Tight control in the fabrication process of light-emitting nanofibers

In the past few years, the production of nanostructured organic materials in the form of fibers has seen significant advances. Progress in processing, functionalization, and assembly technologies has allowed polymer nanofibers to attract growing scientific and industrial interest in fields such as sensors and bio-sensors, actuators, energy harvesting, smart clothing, nanophotonics, and nanoelectronics.¹ One of the developed fabrication and synthesis methods is electrostatic spinning or electrospinning, which is characterized by operational simplicity, reasonable throughput, and large-area fabrication capability. In this process, intense applied electrified fields produce solution jets, and polymer filaments can then be collected in good amount and embedded in various device platforms: see Figure 1(a).

Figure 1. (a) Optical micrograph of a typical electrified viscoelastic jet at the exit of a needle during an electrospinning process. Scale bar: 200μm. The bottom panels show photographs of a free-standing array of light-emitting fibers under (b) ambient illumination and (c) UV excitation. Scale bar: 1cm.

However, the nanofabrication process of light-emitting fibers often remains largely suboptimal, mostly due to the many different parameters the resulting morphology and the functional properties of the produced nanostructures depend on. During fiber production, scientists can only directly manage a few of these parameters, such as the concentration of the polymer solution, the applied flow, and the electric field. Other parameters are related to intrinsic material properties or to poorly managed ambient conditions. These variables are typically hard to control, but they can critically affect the process results and often introduce significant reproducibility issues in electrospun samples. These aspects are particularly relevant for applications in photonics, which are based on optically active materials, such as fluorescent chromophores and conjugated polymers. For instance, the presence of oxygen and moisture in the processing environment can severely affect the optical properties of these compounds and of the nanostructures built from them. Since nanophotonics and optics involve the management of light at the sub-micron scale, producing very smooth surfaces is especially important to ensure effective light transport and reduce photon scattering.

To overcome some of these issues, we recently developed an electrospinning fabrication process under a controlled nitrogen atmosphere with oxygen content below two parts per million.² This variant allows researchers to increase the overall reproducibility, to improve the surface morphology of the produced nanofibers, and to enhance some optical properties. In particular, we have found that low levels of ambient humidity lead to reduced surface roughness of individual light-emitting fibers. In addition, we have demonstrated that electrospun fibers made of a plastic matrix doped with organic laser dyes feature optical gain and low propagation losses for self-emitted photons. This makes them effective active materials for lasers and optical amplifiers.^3–5 We can achieve single or multi-mode laser emission by exploiting microcavity effects, either at the scale of single fibers or in mats made of many light-emitting filaments: see Figure 1(b) and (c). Hence, these polymers can be used to amplify light in all-optical short-distance data transmission. Due to the chemical versatility of electrospinning technologies, and to the commercial availability of many dyes suitable for polymer doping, electrospun nanofibers have already seen application in optical amplifiers and tiny lasers with operation ranging from UV to near-IR wavelengths.

We anticipate the combination of lower surface roughness and enhanced emission quantum yield due to a reduced incorporation of oxygen and moisture during electrospinning to further strengthen optical amplification and lasing applications. Decreasing optical losses when light propagates along the longitudinal axis of individual nanowires and increasing the number of emitted photons available for light amplification might reduce the pump threshold needed for achieving lasing.

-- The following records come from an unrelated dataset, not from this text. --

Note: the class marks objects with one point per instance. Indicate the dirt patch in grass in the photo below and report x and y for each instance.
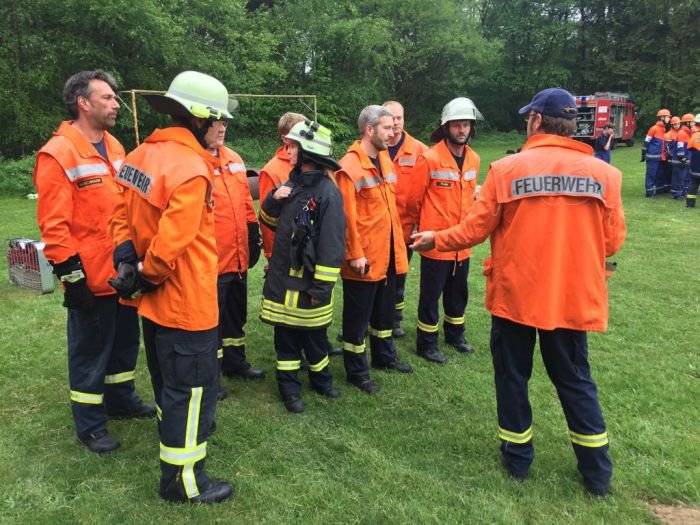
(676, 515)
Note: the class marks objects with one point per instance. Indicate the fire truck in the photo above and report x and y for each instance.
(594, 111)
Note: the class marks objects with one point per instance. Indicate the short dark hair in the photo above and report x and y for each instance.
(558, 126)
(79, 86)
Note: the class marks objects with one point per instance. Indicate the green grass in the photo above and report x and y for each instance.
(424, 450)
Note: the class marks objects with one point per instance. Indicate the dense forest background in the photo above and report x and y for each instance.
(349, 53)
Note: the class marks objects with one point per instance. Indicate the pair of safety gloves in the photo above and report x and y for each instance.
(129, 282)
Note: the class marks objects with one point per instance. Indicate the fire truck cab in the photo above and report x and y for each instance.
(594, 111)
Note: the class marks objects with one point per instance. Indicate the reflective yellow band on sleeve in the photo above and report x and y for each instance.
(272, 221)
(86, 398)
(592, 441)
(382, 334)
(430, 328)
(123, 377)
(515, 437)
(323, 363)
(355, 349)
(233, 341)
(183, 456)
(289, 366)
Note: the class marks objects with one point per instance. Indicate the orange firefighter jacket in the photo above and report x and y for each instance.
(554, 213)
(233, 210)
(272, 176)
(442, 194)
(404, 163)
(77, 195)
(168, 213)
(371, 215)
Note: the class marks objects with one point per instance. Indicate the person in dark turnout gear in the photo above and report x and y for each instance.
(167, 218)
(74, 175)
(306, 213)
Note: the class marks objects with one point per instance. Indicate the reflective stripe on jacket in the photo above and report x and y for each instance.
(553, 213)
(443, 195)
(272, 176)
(371, 214)
(404, 164)
(167, 212)
(233, 210)
(77, 195)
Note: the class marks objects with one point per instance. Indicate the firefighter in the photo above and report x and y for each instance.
(306, 213)
(374, 250)
(167, 219)
(238, 247)
(675, 157)
(684, 135)
(653, 152)
(694, 173)
(273, 175)
(443, 194)
(404, 151)
(552, 286)
(74, 176)
(605, 143)
(276, 172)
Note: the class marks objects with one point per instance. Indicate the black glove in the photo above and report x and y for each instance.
(125, 252)
(130, 283)
(76, 294)
(254, 243)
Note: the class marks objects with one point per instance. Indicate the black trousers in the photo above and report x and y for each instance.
(565, 357)
(449, 279)
(103, 346)
(232, 296)
(184, 373)
(401, 292)
(289, 345)
(368, 306)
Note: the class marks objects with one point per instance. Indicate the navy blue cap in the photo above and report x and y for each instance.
(553, 102)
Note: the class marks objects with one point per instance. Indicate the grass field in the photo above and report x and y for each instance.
(424, 450)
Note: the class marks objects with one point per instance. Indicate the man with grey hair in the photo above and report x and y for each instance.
(375, 252)
(74, 174)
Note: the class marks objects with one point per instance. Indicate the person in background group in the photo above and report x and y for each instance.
(375, 251)
(74, 176)
(694, 173)
(167, 257)
(442, 196)
(273, 175)
(653, 152)
(675, 156)
(238, 247)
(605, 143)
(552, 286)
(306, 213)
(404, 151)
(683, 139)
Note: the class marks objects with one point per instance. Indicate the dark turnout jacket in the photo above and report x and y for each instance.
(307, 253)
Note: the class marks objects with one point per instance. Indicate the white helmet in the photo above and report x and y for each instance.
(460, 108)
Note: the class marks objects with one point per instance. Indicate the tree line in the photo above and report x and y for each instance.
(350, 53)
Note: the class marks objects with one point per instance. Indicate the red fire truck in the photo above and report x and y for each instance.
(594, 111)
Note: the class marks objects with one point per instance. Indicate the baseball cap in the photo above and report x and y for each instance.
(553, 102)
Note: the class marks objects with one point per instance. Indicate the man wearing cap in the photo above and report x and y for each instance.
(404, 150)
(375, 252)
(74, 175)
(441, 197)
(653, 152)
(167, 260)
(553, 213)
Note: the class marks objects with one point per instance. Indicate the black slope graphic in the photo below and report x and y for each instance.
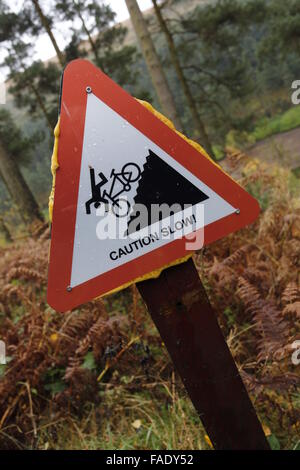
(161, 184)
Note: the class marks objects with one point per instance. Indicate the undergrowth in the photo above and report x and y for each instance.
(99, 377)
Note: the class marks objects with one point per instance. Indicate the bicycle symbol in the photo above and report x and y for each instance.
(130, 173)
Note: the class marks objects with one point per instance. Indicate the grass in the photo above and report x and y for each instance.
(277, 124)
(136, 422)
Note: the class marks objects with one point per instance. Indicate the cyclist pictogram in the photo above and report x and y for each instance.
(120, 184)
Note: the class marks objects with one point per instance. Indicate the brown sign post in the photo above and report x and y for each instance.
(187, 323)
(107, 139)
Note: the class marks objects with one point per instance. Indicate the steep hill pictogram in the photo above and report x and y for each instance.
(161, 184)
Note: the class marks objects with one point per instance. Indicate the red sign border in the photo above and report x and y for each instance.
(78, 75)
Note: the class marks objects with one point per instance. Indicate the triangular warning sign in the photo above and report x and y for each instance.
(130, 192)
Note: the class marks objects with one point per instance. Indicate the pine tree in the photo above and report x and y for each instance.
(14, 146)
(155, 69)
(199, 127)
(46, 22)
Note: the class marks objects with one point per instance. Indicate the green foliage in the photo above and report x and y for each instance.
(13, 139)
(277, 124)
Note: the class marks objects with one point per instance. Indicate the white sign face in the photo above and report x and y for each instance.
(124, 179)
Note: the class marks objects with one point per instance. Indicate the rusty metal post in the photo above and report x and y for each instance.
(181, 311)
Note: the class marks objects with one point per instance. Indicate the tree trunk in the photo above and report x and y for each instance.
(46, 25)
(199, 127)
(42, 106)
(4, 230)
(18, 188)
(153, 63)
(90, 39)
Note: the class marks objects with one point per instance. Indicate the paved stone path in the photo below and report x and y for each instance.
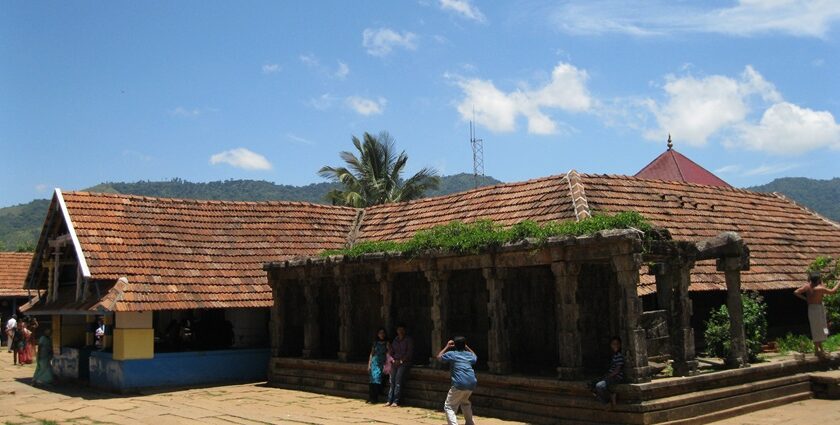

Furthermore, by finely tailoring the morphology of fibers we can control the wetting behavior of optically active mats, eventually minimizing their interaction with ambient humidity and improving the material stability.⁵Finally, these fibers are generally flexible and can conform to surfaces of all shapes. A tight control over their fabrication parameters, including secondary parameters during electrospinning, could result in a new class of light-emitting and lasing nanofibers with enhanced functional properties. Potential application fields include smart wearable devices, point-of-care diagnostics, and home automation.

In summary, our approach could enable the development of new, interesting photonic materials. Future work in this direction includes extending the variety of processed materials to realize new classes of light-emitting and nanocomposite fibers, and investigating the fundamental light-transport properties of samples made of multiple filaments.

The research leading to the most recent of these results has received funding from the European Research Council (ERC) under the European Union's Seventh Framework Programme through ERC grant agreement 306357 (ERC Starting Grant NANO-JETS).